I visited a tiny, one room library that was more than one hundred years old today. And while one hundred years isn’t really old compared to libraries in other parts of the world, it struck me while I breathed in musty air and admired the artistry that often embellishes antique books, how many ideas and stories are housed in that tiny place now silenced waiting for the yellowed pages to be carefully turned again. I recognized a few authors, but most I didn’t. I opened several, read a few lines, and tried to connect my limited memory of American History with the copyright dates.
A century is more than enough time for a country to radically change. Within a century families see great, great grandchildren born and with them ideas, theories, doctrines all aptly developed and soon considered old fashioned after what seems just a few moments.

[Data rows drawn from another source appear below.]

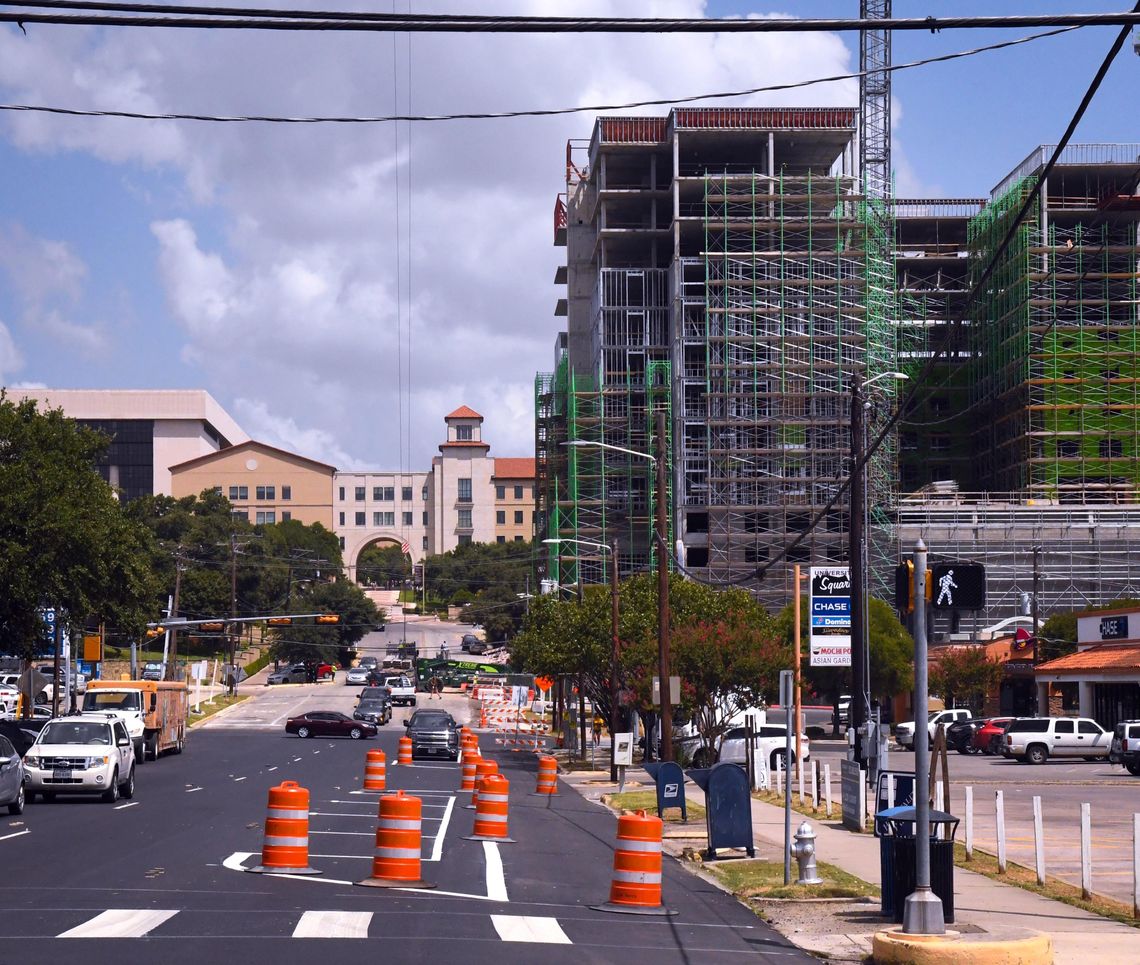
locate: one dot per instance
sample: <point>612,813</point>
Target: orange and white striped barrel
<point>547,776</point>
<point>483,769</point>
<point>405,756</point>
<point>636,884</point>
<point>375,770</point>
<point>285,849</point>
<point>491,811</point>
<point>470,763</point>
<point>399,837</point>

My grandparents were born more than a hundred years ago, and I wish I could sit and understand them more now as I witness how quickly our life pages yellow with age.
Truly, the ideas, dreams, and stories found within mankind don’t really change at all. Sure technology advances and architecture ebbs and flows like fashion, but love is the same, justice is still required, family is still paramount to the health of a community, and the value of a person to those who love them is still immeasurable.
Our lives are merely a vapor, and it is our duty to live them well. Not for our own selfish pleasures, but lived so that when all that remains of us is a yellowed memory on a shelf, the pages of our life still speak in truths understood to the readers hundreds of years later. Did we love? Did we speak for justice? Did we live a story worth reading?